かつて、夜遅くまでスピーチについて議論した際、彼がトビーに漏らした言葉だ。この激務、政治的な駆け引き、そして時に訪れる挫折感。それでも彼は、このホワイトハウスという場所で、アメリカをより良くするという理想を追い求めることに、心からの喜びを感じていた。

しかし、彼の完璧主義は、時に彼自身を追い詰める。スピーチの一言一句にこだわり、夜通し推敲を重ねる。そして、社会的な状況判断に疎い一面も持ち合わせていた。政治的な裏工作や、駆け引きには不慣れで、しばしばジョシュやレオに「現実を見ろ」と窘められた。だが、それが彼の純粋さであり、彼の魅力でもあった。

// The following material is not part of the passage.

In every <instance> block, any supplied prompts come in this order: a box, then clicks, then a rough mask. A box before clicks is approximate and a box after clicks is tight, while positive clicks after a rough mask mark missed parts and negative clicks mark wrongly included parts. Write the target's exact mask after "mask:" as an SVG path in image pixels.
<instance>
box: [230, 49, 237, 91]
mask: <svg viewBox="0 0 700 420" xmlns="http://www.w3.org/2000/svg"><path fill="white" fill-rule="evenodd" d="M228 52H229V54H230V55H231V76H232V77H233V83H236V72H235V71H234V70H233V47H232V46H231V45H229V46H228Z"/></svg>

カリフォルニア州下院選挙への出馬を決意した時、彼はホワイトハウスを去ることに迷いはなかった。彼は、この理想を、もっと大きな舞台で直接国民に訴えたいと願ったのだ。ホワイトハウスを離れても、彼の正義感と理想は揺らがなかった。彼の不在は、ホワイトハウスのチームにとって大きな損失だったが、彼自身の成長のためには必要な一歩だった。

時計の針が午前4時を指そうとしている。窓の外は、微かに明るくなり始めていた。夜明け前の空が、徐々に藍色から薄紫色へと変化していく。

彼は、インクがほとんど残っていないペンを握り直し、もう一度、原稿に向かい合った。彼の唇が、書こうとしている言葉を静かに紡ぎ出す。

「我々は、光を求める。そして、その光は、我々自身の中にあるのだ……」

サム・シーバーンは、単なるスピーチライターではない。彼は、若く理想に燃える政治家の象徴であり、**「政治の本来あるべき姿」**を体現する人物だ。彼の言葉は、彼の魂そのもの。夜が明ける頃には、彼の心に描かれた理想が、具体的な言葉となって、原稿の上に息づいているだろう。その言葉は、やがて大統領の声となり、世界中の人々の心に届くのだ。彼の孤独な夜は、希望に満ちた新たな一日の始まりを告げていた。